If you want to easily model a typical heavily weathered covered phosphate hopper then this paint method may work for you. First make sure the model is clean of wax residue, soak in Bestine for best results. Then paint the the car a dark red color (the paint job doesn’t have to be great). I used Krylon Fusion Burgundy. Next I cut a template of SCL letters. I sprayed flat white spraypaint over the template. Then I weathered the whole car with mists of flat white spraypaint. I have yet to add reporting marks, which are usually patches of cleaned off areas. Overall, this simple technique renders a realistic heavily weathered covered phosphate hopper quickly. (Model shown is a U14 prototype slightly different from what is currently for sale at Shapeways.)
A variety of N scale phosphate hoppers (wet rock and dry rock) are now available here from Shapeways.
Bone Valley Scale Models has gone digital.
In 2005, I produced a run of HO scale resin freight car kits of equipment found in Florida’s phosphate mining region. Those models have since sold out and I’ve been looking for ways to make the kits better (easier to assemble) and easier to keep available. Well, I have found a solution with a company called Shapeways. Shapeways uses 3D printing technology to print custom products, such as model train related products.
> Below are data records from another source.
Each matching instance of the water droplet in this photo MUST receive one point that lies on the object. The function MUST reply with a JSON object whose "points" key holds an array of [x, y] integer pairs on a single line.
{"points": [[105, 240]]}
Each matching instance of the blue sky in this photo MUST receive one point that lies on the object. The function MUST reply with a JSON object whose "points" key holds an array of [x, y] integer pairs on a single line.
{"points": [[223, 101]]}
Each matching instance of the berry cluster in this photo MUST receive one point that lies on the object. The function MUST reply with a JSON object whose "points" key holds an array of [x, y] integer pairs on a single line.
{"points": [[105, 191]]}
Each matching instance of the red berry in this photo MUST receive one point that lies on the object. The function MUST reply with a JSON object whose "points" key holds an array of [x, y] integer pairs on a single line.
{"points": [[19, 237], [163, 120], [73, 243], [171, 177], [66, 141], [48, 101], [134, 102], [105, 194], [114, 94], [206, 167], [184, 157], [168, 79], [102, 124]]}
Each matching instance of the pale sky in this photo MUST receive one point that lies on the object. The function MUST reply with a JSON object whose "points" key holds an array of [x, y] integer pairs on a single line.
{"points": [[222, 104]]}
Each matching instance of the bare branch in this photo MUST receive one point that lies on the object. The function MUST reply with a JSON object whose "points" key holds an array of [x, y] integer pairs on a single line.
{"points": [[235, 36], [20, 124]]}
For the time being, I am only going to be releasing N scale rolling stock models through Shapeways. The cost to quality and reliability ratio of the available materials is not yet sufficient for HO scale models in my opinion. But for N scale it is great. As the technology improves, HO will eventually be available. If I make anything available in HO scale anytime soon (other than HO accessories) it will be a GE MATE model. But that project is still a work in progress with no guarantee yet that current materials are sufficient to make it viable.
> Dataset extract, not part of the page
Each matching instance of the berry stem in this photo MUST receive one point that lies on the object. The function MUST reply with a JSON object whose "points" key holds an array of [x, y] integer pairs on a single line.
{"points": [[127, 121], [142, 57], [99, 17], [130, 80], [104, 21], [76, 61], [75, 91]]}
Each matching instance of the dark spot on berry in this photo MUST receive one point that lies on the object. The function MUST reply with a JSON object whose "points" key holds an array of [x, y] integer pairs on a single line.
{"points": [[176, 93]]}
Here is a breakdown of the Good and Not-so-Good of using 3D printing to make model railroad items. These things do not apply to the bridge component which are printed in a different material.
Pre-Assembled: All you have to do is wash, paint, decal, and put on a pair of Micro-Trains Barber Roller Bearing Trucks and a brake wheel.
Lots of Detail: The printing process allows a level of pre-assembled detail that cannot be achieved with injection-molded plastic or resin.
Not Incredibly Expensive in N Scale: Considering that the models come assembled, around $20 per car is not very expensive for a unique custom car.
No Limited Availability: Unlike with resin kits that are produced in limited run batches, these are made to order.
The Not so Good
Texture: The model material is not perfectly smooth like injection molded plastic or resin. Some areas end up smooth but many have a slight texture, especially curved or angled surfaces. The texture can be remedied with some brief, careful sanding with 500 grit paper. Once the model is finished and weathered, any texture becomes inconsequential without a magnifying glass.
Wax: The support wax used to print the model freight cars lingers on the model sometimes. So you have to clean the wax off for painting. The best method discovered thus far seems to be to use a product called Bestine.
Paint and Decals: You have to paint and decal the model yourself. Standard Microscale decals will work.
Limited to N Scale for now: I look forward to making HO scale models available using 3D printing, but considering that an average HO scale freight car would currently run over $60 without any guarantee that it would hold up without breaking or warping, HO is not really viable yet.